Quantitative adenosine 201Tl single-photon emission computed tomography for the early assessment of patients surviving acute myocardial infarction.
Academic Article
Overview
abstract
BACKGROUND: We prospectively investigated whether adenosine 201Tl tomography (SPECT) could determine the extent of coronary artery disease, the presence of jeopardized myocardium, and the risk for in-hospital cardiac events in 120 clinically stable patients early (5 +/- 3 days) after myocardial infarction. METHODS AND RESULTS: All patients had coronary angiography and SPECT in close proximity. Adenosine SPECT identified 99% of infarct-related arteries and 82% of severely stenosed (> or = 70%) noninfarct arteries. Multivessel disease was accurately predicted in 69% of patients. Sixty-five percent of stenosed noninfarct arteries had matching thallium perfusion defects, and 92% of these were reversible. The specificity of adenosine SPECT was > 90%. Thallium redistribution occurred often within infarct (59%) and noninfarct (92%) zones. The patency status of the arteries, however, did not predict the presence or extent of jeopardized myocardium. The perfusion defect size was larger (p = 0.0001) in patients with (45 +/- 18%) than in those without (22 +/- 15%) in-hospital cardiac events.
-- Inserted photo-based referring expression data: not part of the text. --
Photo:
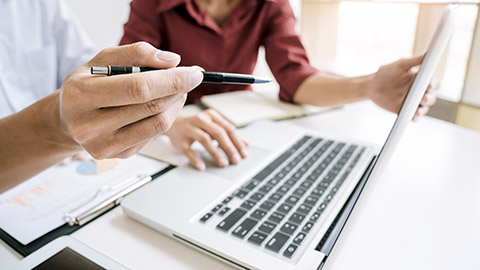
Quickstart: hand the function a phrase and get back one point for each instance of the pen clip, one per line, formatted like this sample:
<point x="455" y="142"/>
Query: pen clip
<point x="106" y="204"/>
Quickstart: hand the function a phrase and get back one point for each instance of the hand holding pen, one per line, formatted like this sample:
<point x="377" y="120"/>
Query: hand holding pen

Furthermore, 90% of patients with events had a > or = 20% perfusion defect compared with only 38% of those without events (p = 0.0001). The positive-predictive accuracy for developing a cardiac event was 70% when the perfusion defect size was > 30%. The ischemic defect also was larger in patients with (19 +/- 14%) than in those without (10 +/- 10%) events (p = 0.001). The positive- and negative-predictive values for developing early postinfarction angina were 43% and 91%, respectively, when the ischemic defect was > 12%. CONCLUSIONS: In selected low-risk survivors of myocardial infarction, early quantitative adenosine SPECT is safe and accurate in detecting and localizing coronary stenoses, assessing the extent of jeopardized myocardium, and determining subsequent risk for in-hospital cardiac events.